A so-called post-infectious immune condition, Guillain-Barré syndrome (GBS) occurs when a person's own immune system attacks the myelin sheaths that protect the body's nerve cells, often resulting in muscle weakness, pain, sensory deficiencies and, in very acute cases, paralysis. GBS symptoms appears days to weeks after infection with viruses or bacteria.

Anyone can develop GBS.

However, it is more common among older adults. The rate of GBS increases with age.
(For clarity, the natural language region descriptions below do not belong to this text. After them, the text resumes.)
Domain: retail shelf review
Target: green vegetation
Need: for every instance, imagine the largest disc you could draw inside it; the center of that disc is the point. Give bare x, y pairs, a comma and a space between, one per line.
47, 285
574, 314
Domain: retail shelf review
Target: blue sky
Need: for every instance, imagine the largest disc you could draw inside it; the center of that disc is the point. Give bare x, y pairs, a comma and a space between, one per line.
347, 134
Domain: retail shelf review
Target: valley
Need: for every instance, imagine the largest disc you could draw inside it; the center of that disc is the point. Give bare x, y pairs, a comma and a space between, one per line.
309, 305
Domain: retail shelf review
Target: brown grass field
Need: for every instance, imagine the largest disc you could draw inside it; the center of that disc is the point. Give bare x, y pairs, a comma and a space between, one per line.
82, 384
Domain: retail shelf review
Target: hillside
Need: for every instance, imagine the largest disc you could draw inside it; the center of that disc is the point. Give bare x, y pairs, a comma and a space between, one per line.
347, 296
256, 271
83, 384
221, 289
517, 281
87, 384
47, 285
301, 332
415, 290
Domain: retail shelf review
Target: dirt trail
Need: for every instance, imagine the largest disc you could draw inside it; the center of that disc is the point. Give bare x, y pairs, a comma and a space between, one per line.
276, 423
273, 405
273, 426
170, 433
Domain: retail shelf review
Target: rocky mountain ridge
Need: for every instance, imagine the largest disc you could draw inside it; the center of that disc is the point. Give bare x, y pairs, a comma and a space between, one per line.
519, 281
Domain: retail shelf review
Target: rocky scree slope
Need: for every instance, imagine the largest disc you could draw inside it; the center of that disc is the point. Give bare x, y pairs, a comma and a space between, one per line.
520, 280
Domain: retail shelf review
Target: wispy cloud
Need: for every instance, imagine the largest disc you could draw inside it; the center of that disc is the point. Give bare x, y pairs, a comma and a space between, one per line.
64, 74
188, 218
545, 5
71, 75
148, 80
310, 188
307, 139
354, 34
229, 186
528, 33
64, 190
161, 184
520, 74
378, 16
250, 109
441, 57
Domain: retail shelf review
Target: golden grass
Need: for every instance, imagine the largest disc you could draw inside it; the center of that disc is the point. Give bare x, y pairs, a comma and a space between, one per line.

People older than 50 years are at greatest risk for developing GBS. Each year, between 3,000 and 6,000 people in the United States get GBS, regardless of vaccination.

Guillain-Barré, which affects an estimated one or two out of 100,000 people after infections, is diagnosed with electrodiagnostic neurological tests that measure the conductive speed and activity of nerve signals.

Scientists do not know why it strikes some people and not others.

"At the beginning of the Zika outbreak in South America, my colleagues in Colombia contacted me with concern about the increasing number of patients with neurological complications," says Carlos A. Pardo, M.D., associate professor at the Johns Hopkins University School of Medicine.

The researchers say that almost one-half of the study participants complained of neurologic symptoms within four days of the onset of Zika symptoms.

Approximately 500 million people in Latin America and the Caribbean are at risk for Zika infection, because they live in areas that are less than 2000 m above sea level, where competent aedes vectors mosquitoes are found.

Researchers say it's clear that increases in the incidence of the Guillain–Barré syndrome to a level that is 2.0 and 9.8 times as high as baseline, impose a substantial burden on populations and health services.